Parallel Simulation Technologies

Next: Flow/Fluid-based Modeling Methodologies Up: Trends in Network Modeling Previous: Sequential Simulation Technologies

Parallel Simulation Technologies

The critical issue when executing a discrete-event simulation program on parallel or distributed computers is ensuring that the program is properly synchronized. The distributed simulator consists of a collection of logical processes or LPs, each modeling a distinct component of the system, e.g., a server in a queuing network. LPs communicate by exchanging time stamped event messages, e.g., denoting the arrival of a new job at that server. The synchronization mechanism must ensure that each LP processes events in timestamp order and prevent events in the simulated future from affecting those in the past.

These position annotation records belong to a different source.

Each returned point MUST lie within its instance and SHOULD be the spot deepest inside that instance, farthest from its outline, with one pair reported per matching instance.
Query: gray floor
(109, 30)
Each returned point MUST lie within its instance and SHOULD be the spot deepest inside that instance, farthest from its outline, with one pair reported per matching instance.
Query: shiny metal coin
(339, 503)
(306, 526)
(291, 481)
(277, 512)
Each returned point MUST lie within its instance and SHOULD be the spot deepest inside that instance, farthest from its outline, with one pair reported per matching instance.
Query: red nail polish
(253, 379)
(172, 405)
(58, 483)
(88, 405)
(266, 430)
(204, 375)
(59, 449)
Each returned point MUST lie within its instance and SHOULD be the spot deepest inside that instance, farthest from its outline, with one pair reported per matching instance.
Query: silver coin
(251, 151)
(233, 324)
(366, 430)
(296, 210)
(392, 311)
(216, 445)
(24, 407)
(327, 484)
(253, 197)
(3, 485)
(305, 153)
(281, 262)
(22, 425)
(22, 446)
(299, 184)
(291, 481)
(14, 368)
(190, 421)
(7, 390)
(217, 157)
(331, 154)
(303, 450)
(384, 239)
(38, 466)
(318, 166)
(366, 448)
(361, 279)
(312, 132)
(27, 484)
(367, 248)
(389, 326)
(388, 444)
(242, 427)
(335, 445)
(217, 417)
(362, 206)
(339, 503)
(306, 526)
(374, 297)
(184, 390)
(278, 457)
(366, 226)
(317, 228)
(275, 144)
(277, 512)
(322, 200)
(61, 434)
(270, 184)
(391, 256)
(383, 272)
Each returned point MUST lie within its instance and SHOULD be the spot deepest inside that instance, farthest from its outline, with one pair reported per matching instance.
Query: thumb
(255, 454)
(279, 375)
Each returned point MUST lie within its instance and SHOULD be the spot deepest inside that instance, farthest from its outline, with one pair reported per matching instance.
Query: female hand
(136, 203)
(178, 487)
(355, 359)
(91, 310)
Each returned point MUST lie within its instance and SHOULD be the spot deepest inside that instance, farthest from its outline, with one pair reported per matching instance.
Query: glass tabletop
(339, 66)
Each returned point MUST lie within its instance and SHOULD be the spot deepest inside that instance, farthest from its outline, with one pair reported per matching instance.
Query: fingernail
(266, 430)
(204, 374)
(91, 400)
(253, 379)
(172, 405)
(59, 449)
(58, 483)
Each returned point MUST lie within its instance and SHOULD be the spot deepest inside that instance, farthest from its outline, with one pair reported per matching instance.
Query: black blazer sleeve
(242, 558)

In general, there are two approaches for addressing the synchronization problem. Conservative approaches ensure that events are processed in timestamp order by waiting until it is ``safe'' to process each event (i.e., no smaller time stamped events will be received later). Optimistic approaches allow events to be processed out of order, but provide a mechanism to detect and erase incorrect event computations.

The seminal conservative approach is the Null Message algorithm developed by Chandy and Misra [24] and Bryant [15]. In this algorithm, each process sends a ``null message'' to its neighboring processes after executing each event. The ``null message'' contains a timestamp that serves as a ``promise'' that the sending process will not later send a message with timestamp smaller than to the receiving process. If the next event to be processed has a timestamp that is greater than any of the ``null message'' events, that process must wait until it receives the next wave of ``null messages'' such that all ``null message'' timestamps are greater than the timestamp of the next event to be processed. It has been shown that this algorithm avoids deadlock provided that there is no cycle in which a message could traverse without incrementing its timestamp (i.e., timestamp increments must be non-zero).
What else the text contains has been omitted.